Het deed haar moeder pijn, voelde Mieke. Ze liet haar kwade bui glippen, haar moeder vroeg zonder woorden om hulp. In dat gesnerp van de parkiet van haar halfbroer Piet had ze geen zin. De doek over de kooi bracht rust. “Mam, wil je het mij vertellen?”
Wilma depte voorzichtig de twee tranen weg, die mochten haar make-up niet ruineren. Ze keek haar dochter aan. “Vandaag is hij tweeëntwintig. Hij lijkt als twee druppels water op Giovannu, zijn vader, op de avond dat ik met hem mee ging.
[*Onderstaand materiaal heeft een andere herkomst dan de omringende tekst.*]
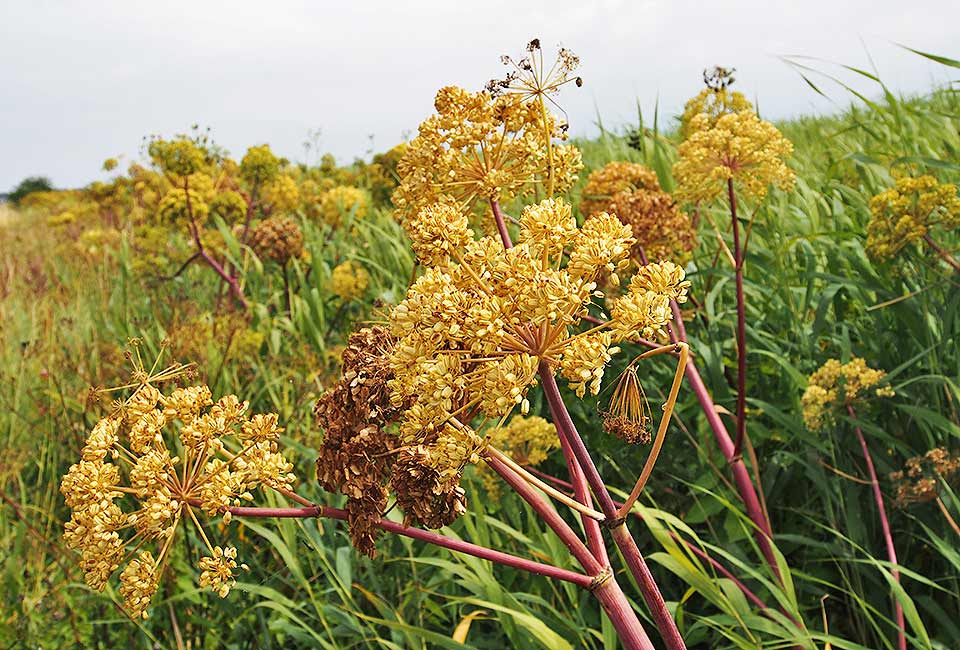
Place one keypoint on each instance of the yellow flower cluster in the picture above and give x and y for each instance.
(738, 146)
(836, 385)
(712, 102)
(475, 327)
(477, 149)
(128, 460)
(527, 440)
(632, 192)
(230, 206)
(342, 201)
(277, 238)
(349, 281)
(905, 213)
(181, 156)
(259, 165)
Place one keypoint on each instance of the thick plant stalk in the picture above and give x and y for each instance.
(460, 546)
(581, 460)
(604, 585)
(582, 493)
(942, 252)
(741, 475)
(693, 548)
(581, 489)
(549, 516)
(738, 254)
(885, 527)
(621, 536)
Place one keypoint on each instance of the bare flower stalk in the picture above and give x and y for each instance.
(885, 527)
(218, 269)
(621, 536)
(460, 546)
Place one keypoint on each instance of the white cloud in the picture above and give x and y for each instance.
(85, 81)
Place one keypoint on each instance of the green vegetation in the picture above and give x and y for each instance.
(83, 279)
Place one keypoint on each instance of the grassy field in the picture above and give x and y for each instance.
(76, 289)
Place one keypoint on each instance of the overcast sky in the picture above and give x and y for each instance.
(83, 81)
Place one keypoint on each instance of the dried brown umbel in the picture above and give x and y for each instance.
(661, 228)
(628, 416)
(356, 456)
(920, 480)
(277, 238)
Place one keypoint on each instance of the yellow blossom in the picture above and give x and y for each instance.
(906, 212)
(738, 146)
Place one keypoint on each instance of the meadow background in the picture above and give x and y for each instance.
(82, 273)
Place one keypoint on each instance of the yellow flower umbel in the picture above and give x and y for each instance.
(277, 238)
(906, 212)
(349, 281)
(923, 477)
(738, 146)
(527, 440)
(478, 149)
(836, 385)
(474, 328)
(150, 466)
(340, 202)
(259, 165)
(632, 192)
(713, 102)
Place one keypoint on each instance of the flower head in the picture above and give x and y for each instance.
(471, 335)
(477, 149)
(259, 165)
(277, 238)
(714, 103)
(906, 212)
(738, 146)
(342, 201)
(835, 385)
(129, 490)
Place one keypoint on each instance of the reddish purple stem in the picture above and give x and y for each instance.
(885, 527)
(430, 537)
(621, 536)
(501, 224)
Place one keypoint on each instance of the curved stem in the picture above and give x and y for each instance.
(741, 323)
(885, 527)
(542, 486)
(621, 536)
(549, 516)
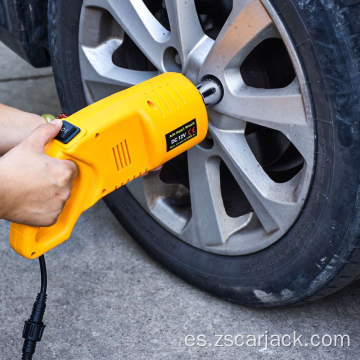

Dat kwam zo hard binnen dat ik het niet langer voor me kon houden.”
“Dus daarom heet Gio Giovannu. Naar zijn vader.”
“Ja, schenk me nog eens in.”
“Ik heb liever thee.”
“Alles staat in de keuken.”
Wilma liet het gerommel in de keuken langs zich glijden. Ze dacht terug aan die heftige ruzie met Gio.
“Je wist toch niet wie mijn vader was?” schreeuwde Gio. Voor de zoveelste keer voelde hij zich belazerd. Gevoelens van woede en verdriet worstelden met elkaar om als eerste in verwijtende woorden zijn moeder om de oren te slaan.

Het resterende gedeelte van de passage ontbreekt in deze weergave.